Lucky disappeared through the doorway. Phil said, "Please let me through a minute to get my cat," trying to sound as sincere as he could. "I'll be right back."
"I ain't letting nobody through," the wall asserted. "Give me a name and word, quick, Mack."
At that instant an appalling spasm of fear went through Phil, as if a light had been turned out inside his mind and his heart sprayed with liquid ice. He knew that something had happened to Lucky. He ducked under the gray arm and darted forward, but before he had taken five steps he felt himself grabbed. The corridor whirled as he was roughly spun back. Looking down he saw the elastic arm wrapped around him like a gray python, while the wall grated in his ear, "No go, Mack. Now I'll have to hold you till the man comes."
"Let me go. I've got to get in there, do you hear!" Phil yelled. He struggled futilely to release his arms, yet all the while he kept his eyes on the doorway through which Lucky had vanished. "Let me go!"

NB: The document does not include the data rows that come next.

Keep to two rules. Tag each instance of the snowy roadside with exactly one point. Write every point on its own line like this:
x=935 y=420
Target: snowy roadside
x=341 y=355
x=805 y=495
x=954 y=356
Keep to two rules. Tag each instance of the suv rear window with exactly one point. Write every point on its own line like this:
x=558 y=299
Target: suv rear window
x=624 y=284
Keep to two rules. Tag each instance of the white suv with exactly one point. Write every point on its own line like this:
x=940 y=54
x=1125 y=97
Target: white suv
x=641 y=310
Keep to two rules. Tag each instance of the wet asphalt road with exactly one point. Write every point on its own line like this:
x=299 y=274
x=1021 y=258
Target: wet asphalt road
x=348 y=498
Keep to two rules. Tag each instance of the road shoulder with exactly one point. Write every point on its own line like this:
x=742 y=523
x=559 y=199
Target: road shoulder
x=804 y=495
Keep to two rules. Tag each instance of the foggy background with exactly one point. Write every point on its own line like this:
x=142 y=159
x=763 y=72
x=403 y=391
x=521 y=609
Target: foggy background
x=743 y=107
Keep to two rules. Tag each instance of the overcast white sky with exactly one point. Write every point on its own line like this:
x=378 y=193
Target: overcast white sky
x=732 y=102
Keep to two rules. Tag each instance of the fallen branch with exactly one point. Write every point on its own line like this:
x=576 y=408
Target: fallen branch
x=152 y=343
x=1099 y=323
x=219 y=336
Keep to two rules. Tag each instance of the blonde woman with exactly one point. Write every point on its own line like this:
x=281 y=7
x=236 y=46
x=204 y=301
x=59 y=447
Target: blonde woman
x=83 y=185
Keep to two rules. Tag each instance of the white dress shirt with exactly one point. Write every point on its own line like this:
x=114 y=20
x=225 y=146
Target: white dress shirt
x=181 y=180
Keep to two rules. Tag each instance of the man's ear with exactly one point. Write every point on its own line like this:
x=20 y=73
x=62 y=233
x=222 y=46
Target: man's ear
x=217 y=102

"Hey, what goes on?" A large, tall woman with close cropped blonde hair, a broken nose, an out-size jaw and big blue eyes had stepped out of the nearest doorway. "Cool down, son," she boomed out, coming toward him. "What did you want?"
"My cat ran in here," he explained, trying to speak calmly. "It ran in that room down there at the end." He nodded his head toward it. "I tried to go after it and this thing grabbed me."